How will we know that our program works as intended? Well, for that I implemented a few integration tests in order to ensure that all our functions do what they are supposed to be doing. It did not seem easy or appealing to write unit tests for every function because I eliminated all intermediate results since we have no interest in them. Thus, these integration tests will break should any of the functions fail and it would be clear which one(s) has/have broken since we can see how the output differs from our expectations.

Input data and results

I created a file containing all the invalid combinations of alphabets known to me. This file is used as input for the second rule in the above list. The end product is a bunch of files for each number of alphabets used to generate the file. For example, file xitsonga_dictionary_1.txt would contain just one alphabet words, file xitsonga_dictionary_2.txt would contain one syllable words (mimpfumawulo), whereas file xitsonga_dictionary_26.txt would contain all alphabets with or without special characters, depending on when in the sequence they were introduced.

Bringing it all together

I have a create_all_xitsonga_words function which takes in the alphabet and the CreateAllWords class reference. This function is able to call all other functions in an order that the developer prefers. For example, the developer may deem it more suitable to implement the "A consonant is never followed by a hyphen" rule before the "Every word in Xitsonga ends in a vowel" rule because they deem it would make the program run faster. This particular program runs faster (and correctly) if more eliminations can be made well ahead of time without imposing the danger of removing valid words.

One advantage of this program worth pointing out is that the alphabet is pretty flexible.

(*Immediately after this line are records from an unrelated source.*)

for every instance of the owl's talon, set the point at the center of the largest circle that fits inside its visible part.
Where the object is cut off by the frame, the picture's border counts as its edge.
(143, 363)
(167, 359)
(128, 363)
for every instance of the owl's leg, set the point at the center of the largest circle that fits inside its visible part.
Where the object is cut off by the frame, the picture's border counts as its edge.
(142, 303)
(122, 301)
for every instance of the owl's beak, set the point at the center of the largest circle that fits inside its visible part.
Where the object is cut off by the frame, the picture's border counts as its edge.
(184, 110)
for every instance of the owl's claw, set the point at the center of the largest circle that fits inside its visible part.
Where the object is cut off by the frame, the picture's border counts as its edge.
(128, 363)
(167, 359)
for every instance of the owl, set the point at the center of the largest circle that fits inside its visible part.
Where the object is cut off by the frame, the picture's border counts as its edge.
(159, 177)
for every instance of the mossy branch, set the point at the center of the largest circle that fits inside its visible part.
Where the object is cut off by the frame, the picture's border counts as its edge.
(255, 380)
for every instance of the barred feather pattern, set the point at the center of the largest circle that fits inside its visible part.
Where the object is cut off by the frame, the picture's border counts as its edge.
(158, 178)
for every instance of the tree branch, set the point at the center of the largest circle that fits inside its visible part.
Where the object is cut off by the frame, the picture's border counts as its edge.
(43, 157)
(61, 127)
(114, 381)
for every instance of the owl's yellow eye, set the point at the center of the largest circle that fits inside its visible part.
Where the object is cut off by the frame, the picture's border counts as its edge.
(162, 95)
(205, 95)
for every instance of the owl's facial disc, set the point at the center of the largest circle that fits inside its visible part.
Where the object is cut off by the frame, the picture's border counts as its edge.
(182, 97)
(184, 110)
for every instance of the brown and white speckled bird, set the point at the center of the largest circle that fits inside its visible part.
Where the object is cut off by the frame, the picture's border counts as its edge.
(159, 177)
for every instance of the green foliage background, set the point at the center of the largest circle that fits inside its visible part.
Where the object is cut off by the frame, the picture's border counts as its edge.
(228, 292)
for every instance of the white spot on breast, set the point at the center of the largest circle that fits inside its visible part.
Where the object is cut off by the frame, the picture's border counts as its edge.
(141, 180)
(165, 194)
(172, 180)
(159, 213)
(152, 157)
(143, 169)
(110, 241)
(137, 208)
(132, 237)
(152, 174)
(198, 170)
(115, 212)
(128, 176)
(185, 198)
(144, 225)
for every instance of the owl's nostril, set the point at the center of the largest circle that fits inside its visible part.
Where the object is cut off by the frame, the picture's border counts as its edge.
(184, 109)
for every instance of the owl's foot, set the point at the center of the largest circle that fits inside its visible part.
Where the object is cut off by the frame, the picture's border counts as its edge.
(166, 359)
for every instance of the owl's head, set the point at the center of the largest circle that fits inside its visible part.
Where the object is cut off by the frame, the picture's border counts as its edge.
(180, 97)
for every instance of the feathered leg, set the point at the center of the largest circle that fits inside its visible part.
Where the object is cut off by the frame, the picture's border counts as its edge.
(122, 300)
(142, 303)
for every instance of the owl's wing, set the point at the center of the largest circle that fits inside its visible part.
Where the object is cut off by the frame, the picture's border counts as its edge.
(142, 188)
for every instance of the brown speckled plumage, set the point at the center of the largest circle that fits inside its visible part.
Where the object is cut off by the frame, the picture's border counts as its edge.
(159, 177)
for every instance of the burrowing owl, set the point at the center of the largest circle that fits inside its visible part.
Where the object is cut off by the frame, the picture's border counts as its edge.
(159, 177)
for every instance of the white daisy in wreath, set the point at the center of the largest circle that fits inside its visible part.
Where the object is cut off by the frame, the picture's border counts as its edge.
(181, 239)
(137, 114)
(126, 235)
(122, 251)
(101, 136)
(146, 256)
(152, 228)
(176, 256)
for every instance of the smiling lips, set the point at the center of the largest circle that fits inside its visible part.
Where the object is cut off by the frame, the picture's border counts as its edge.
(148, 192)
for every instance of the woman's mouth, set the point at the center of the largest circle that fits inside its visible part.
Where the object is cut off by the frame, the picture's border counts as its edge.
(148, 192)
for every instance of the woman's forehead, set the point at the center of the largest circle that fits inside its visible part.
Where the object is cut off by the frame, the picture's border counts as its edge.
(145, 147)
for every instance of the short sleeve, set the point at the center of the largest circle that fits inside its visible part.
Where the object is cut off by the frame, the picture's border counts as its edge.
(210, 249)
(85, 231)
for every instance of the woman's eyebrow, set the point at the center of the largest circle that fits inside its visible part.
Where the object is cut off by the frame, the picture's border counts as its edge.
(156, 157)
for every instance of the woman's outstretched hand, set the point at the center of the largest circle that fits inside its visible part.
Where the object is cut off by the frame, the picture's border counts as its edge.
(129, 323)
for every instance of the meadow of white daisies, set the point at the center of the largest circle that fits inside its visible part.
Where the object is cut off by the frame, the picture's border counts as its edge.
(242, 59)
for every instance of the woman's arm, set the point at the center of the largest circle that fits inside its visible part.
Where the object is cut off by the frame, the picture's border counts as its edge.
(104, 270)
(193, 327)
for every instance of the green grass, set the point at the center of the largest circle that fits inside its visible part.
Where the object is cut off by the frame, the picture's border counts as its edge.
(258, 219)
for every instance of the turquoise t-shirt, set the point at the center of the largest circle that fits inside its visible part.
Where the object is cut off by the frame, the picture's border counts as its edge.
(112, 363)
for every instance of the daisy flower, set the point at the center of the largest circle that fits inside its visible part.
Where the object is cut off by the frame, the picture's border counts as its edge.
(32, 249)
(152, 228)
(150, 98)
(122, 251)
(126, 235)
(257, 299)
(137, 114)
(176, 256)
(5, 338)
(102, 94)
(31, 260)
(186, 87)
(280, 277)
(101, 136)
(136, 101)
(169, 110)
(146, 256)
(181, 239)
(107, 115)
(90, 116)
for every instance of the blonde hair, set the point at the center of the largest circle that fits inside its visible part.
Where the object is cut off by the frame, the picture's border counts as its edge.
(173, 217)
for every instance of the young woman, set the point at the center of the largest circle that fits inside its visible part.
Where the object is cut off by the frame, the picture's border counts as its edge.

A developer can substitute the alphabet by another and the program would still perform well. Another advantage is that the rules can be extended, modified or removed depending on the language under implementation. Thus, even though this program is geared towards the Xitsonga language, with little effort any African or other language can have its spellchecker developed.

Shortcomings and future works

I will need to use a comprehensive corpus which contains all the words available in the Xitsonga language to be able to eliminate the words generated through reverse engineering that follow the structure but are not valid Xitsonga words.

The Mozambican and Zimbabwean orthographies are still to be incorporated. The Mozambican orthography is greatly influenced by Portuguese whereas the Zimbabwean orthography is greatly influenced by Shona. For example, "c-", "nh-" and "ss-" in the Mozambican Tsonga languages are "k-", "ny-" and "s-" in the South African standard. A glaring difference between South African and Zimbabwean orthographies is the use of "ch-" in Zimbabwe for the place of "x-" in South Africa.

Another hurdle still waiting to be conquered are spelling suggestions. After we've determined that a word cannot possibly exist in the Xitsonga language, we must make suggestions to the writer of other words whose correct spellings are in proximity with the misspelt word.